Жан-Клод сейчас диктует письма. Он со своей секретаршей. Ах! Столько бед! Элиан прислоняется к стене. У нее кружится голова. Но дверь в кабинет приоткрыта. Просто бросить взгляд, прежде чем уйти.

Жан-Клод один. Он записывает свое письмо на магнитофон. Он чуть не ввел ее в заблуждение. Она врывается в комнату. Он поворачивается, встает.

— Элиан!

— Я знаю правду. Я тебя предупреждала.

Она стреляет в упор. Раз, другой.

Он падает на колени, как будто прося прощения. Слишком поздно! Она еще стреляет. Он валится наземь. Кончено!.. Что? Что это значит — кончено? И глубоко запрятанная боль пронзает ее душу и плоть, она останется с ней до конца дней. Она бросает револьвер и падает на труп.

— Жан-Клод… Я не хотела… я так тебя любила…

…Это тоже старо как мир! У меня еще было время вмешаться, навести порядок во всем этом кавардаке.

Несчастная была настолько не в себе, что мое появление ее не удивило. Она поднялась.

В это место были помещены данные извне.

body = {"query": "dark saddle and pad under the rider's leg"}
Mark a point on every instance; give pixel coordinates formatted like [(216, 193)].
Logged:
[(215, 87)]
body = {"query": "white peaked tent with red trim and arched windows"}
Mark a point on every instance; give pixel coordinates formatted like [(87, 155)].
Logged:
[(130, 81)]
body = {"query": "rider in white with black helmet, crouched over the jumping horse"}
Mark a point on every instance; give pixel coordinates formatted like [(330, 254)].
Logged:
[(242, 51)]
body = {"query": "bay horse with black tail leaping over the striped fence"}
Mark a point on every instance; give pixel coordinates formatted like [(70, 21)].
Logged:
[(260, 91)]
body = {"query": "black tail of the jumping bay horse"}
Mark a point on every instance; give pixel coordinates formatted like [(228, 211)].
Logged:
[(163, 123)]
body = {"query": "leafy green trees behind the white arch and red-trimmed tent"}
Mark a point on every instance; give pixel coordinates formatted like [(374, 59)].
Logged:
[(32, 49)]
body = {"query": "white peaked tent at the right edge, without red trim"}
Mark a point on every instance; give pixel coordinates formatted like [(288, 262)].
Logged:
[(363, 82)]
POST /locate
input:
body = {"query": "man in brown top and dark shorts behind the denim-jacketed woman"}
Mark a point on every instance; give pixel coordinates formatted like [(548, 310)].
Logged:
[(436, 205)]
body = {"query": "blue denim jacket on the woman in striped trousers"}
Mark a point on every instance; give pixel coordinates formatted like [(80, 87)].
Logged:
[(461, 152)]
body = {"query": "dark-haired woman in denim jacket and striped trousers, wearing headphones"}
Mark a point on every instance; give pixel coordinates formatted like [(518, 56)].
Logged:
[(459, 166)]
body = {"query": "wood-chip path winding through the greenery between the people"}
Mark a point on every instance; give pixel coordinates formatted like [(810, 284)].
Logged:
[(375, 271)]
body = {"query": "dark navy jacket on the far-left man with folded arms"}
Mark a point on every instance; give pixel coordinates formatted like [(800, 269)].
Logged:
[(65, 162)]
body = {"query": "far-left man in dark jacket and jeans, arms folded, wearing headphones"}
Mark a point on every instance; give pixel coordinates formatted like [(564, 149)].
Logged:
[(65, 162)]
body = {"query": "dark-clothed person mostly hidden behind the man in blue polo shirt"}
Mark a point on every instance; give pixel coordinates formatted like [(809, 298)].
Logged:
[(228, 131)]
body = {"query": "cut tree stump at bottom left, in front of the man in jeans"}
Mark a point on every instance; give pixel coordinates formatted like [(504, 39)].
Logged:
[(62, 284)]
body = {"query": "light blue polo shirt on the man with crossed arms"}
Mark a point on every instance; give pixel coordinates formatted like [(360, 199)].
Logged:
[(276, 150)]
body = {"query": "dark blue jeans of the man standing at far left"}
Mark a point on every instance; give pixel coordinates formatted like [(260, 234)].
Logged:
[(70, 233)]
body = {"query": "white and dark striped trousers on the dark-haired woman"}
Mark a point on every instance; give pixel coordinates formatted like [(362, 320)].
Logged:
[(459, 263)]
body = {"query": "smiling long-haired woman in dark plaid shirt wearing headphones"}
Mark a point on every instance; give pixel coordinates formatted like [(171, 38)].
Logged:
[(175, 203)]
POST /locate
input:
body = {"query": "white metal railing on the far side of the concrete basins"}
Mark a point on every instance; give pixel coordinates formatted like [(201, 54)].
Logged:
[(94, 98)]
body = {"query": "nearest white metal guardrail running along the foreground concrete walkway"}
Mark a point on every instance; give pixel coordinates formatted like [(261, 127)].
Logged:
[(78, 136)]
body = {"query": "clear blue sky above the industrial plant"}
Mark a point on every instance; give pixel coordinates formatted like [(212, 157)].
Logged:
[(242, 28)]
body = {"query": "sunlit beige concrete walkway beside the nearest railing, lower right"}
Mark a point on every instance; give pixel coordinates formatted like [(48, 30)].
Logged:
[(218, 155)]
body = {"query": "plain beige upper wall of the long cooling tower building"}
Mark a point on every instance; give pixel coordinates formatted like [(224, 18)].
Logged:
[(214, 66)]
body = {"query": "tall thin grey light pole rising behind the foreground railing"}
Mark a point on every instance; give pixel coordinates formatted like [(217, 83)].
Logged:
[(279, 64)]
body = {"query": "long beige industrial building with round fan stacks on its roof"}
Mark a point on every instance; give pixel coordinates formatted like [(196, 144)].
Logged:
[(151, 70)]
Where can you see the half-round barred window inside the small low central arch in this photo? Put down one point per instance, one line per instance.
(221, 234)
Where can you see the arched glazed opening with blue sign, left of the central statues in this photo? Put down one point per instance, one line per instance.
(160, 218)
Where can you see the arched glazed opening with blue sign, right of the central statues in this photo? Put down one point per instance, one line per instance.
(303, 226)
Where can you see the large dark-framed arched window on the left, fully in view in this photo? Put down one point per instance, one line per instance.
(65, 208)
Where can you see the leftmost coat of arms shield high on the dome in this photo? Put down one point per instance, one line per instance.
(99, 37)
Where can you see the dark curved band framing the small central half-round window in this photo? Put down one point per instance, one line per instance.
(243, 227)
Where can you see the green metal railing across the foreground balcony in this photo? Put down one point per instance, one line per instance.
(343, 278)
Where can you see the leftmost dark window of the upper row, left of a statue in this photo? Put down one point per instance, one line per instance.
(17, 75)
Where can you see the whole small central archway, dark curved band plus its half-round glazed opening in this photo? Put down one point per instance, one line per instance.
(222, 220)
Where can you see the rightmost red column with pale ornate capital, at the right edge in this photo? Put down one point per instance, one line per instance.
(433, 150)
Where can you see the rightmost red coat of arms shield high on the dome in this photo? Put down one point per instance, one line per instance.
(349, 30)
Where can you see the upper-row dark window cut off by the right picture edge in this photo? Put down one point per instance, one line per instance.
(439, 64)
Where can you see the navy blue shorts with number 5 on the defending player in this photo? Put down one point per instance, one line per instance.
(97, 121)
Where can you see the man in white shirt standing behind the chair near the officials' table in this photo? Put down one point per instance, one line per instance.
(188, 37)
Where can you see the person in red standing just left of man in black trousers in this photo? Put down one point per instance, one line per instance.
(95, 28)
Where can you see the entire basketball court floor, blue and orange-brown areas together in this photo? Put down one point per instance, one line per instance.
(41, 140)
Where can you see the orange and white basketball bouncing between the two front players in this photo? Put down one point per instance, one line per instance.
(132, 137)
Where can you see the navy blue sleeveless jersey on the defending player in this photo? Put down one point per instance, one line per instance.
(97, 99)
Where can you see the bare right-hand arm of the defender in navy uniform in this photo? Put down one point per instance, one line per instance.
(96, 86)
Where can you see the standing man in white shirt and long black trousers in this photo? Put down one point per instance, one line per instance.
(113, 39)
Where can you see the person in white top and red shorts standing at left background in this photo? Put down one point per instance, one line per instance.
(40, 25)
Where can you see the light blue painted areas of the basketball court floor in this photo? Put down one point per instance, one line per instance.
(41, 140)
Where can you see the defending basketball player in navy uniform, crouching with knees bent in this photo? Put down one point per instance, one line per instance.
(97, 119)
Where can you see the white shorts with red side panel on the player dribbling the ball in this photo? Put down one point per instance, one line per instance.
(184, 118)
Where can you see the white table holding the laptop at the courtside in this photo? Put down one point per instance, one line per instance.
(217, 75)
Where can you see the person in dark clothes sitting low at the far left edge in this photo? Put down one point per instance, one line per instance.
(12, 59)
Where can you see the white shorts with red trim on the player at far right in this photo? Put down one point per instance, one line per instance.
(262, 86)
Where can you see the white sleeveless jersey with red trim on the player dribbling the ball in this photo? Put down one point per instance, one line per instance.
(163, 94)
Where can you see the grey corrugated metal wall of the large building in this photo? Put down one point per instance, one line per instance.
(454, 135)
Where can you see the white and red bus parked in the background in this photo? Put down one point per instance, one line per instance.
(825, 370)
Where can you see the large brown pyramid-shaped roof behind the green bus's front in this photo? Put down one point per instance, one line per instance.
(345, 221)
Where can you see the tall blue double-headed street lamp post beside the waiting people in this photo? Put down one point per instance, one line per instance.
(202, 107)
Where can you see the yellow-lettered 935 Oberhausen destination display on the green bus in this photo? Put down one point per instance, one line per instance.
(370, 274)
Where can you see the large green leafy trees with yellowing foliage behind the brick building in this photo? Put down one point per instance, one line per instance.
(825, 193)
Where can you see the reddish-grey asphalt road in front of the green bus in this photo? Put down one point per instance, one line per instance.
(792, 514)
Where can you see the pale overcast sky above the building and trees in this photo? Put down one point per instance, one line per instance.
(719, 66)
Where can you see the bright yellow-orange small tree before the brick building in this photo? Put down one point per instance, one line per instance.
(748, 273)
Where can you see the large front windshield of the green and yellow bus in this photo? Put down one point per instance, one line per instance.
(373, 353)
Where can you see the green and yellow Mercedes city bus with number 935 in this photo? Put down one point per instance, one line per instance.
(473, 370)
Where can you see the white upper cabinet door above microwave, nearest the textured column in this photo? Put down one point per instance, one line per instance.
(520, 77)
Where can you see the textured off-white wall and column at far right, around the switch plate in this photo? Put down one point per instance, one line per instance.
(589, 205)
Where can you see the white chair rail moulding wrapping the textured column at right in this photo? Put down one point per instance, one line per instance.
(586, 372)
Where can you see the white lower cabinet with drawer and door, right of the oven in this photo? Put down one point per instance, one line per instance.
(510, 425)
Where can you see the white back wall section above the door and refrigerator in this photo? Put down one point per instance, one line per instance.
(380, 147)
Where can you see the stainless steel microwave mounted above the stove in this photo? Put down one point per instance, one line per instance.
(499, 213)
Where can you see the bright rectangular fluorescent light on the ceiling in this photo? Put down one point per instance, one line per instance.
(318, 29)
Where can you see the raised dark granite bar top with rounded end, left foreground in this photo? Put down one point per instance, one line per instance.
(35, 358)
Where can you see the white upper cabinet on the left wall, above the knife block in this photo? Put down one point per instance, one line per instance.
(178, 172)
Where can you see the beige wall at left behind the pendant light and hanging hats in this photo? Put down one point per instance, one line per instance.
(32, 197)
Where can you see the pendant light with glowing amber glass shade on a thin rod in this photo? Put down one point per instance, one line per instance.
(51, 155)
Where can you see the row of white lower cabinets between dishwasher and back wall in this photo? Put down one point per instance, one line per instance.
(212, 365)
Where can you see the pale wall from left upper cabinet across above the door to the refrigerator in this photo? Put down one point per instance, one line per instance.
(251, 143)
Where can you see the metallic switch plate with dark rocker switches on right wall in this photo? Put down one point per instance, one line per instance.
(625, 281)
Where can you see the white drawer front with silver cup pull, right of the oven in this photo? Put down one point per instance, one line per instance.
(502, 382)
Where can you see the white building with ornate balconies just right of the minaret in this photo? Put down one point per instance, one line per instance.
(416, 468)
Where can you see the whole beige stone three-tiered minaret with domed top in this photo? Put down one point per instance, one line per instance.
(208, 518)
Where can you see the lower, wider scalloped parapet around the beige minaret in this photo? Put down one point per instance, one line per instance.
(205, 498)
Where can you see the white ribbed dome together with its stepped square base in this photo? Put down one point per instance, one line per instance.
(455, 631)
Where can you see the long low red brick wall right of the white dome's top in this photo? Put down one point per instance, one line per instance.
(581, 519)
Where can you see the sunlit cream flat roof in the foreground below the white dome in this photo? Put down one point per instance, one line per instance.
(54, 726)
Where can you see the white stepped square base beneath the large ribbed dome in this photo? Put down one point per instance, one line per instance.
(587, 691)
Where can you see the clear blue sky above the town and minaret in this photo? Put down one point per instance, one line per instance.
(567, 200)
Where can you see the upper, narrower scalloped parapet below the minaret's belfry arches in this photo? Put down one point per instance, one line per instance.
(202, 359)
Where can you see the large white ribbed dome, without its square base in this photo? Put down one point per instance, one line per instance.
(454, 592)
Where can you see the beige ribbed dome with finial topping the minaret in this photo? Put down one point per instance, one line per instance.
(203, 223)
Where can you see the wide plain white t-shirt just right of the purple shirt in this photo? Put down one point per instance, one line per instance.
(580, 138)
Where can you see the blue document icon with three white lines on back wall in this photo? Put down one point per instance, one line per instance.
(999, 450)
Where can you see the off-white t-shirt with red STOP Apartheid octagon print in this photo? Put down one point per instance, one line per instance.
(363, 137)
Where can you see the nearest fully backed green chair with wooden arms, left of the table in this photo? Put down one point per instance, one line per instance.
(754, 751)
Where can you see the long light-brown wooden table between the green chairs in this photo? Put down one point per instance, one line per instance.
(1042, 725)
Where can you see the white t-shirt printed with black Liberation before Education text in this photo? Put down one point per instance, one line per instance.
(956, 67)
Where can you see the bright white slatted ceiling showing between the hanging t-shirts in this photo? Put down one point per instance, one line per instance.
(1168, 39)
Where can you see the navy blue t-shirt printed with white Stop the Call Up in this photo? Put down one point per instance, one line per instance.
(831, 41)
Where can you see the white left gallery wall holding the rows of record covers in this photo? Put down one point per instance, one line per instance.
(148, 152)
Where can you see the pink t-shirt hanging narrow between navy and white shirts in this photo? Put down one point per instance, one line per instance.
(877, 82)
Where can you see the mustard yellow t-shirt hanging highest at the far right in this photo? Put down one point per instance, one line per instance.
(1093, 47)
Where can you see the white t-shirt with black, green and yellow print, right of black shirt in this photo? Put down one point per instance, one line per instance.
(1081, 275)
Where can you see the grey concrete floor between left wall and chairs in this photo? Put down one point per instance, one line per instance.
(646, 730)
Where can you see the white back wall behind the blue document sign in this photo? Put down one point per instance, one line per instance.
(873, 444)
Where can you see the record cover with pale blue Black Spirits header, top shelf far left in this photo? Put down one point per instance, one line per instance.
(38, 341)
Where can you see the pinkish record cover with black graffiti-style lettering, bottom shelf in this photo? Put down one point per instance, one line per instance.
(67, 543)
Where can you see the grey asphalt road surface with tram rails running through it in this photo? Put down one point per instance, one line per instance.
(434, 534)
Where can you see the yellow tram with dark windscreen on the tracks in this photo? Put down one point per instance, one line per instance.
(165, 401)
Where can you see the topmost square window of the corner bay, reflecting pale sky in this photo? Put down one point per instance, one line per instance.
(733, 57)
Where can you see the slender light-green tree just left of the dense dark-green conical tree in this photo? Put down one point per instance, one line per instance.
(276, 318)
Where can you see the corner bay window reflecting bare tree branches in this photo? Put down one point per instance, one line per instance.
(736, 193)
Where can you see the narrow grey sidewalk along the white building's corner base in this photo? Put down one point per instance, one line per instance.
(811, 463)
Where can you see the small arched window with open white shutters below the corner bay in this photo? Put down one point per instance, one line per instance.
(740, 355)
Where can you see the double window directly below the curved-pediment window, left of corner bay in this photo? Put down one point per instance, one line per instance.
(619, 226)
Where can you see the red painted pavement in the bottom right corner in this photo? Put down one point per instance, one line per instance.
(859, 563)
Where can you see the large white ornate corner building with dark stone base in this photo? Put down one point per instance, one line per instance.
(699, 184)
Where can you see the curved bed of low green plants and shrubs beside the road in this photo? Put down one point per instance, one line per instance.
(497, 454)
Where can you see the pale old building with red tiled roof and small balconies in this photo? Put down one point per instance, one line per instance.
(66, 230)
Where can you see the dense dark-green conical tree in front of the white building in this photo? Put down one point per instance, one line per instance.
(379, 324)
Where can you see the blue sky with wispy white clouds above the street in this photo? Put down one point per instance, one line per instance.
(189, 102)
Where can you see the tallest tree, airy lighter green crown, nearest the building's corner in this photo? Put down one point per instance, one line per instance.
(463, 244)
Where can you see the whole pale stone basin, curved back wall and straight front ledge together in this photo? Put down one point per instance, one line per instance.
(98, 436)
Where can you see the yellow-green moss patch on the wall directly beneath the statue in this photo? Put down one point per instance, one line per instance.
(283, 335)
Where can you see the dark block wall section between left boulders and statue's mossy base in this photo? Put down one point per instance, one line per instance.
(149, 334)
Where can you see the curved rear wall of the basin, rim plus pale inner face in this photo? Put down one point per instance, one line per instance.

— Я это сделала не нарочно, — сказала она и упала ко мне на плечо.

Я, ей-богу, подержал ее даже чуть дольше, чем следовало. Но потом я слегка оттолкнул ее.

— Мсье Оберте, будьте добры.

И Оберте ловко встал. У него было лишь мгновение, чтобы подхватить ее, иначе бы она упала.

— Элиан, дорогая… Элиан…

Мы уложили ее на диван. Она потеряла сознание.

— Это ничего, — сказал я. — Волнение. И радость тоже! Самая большая радость в ее жизни.

Оберте в растерянности держал ладони своей жены и повторял:

— Как я мог?.. Как я мог?.. Элиан, дорогая, клянусь тебе, дорогая, это лишь… Ну, я тебе все объясню.

— Только не это, — сказал я ему. — Если вы вновь начнете лгать, я больше ни за что не ручаюсь.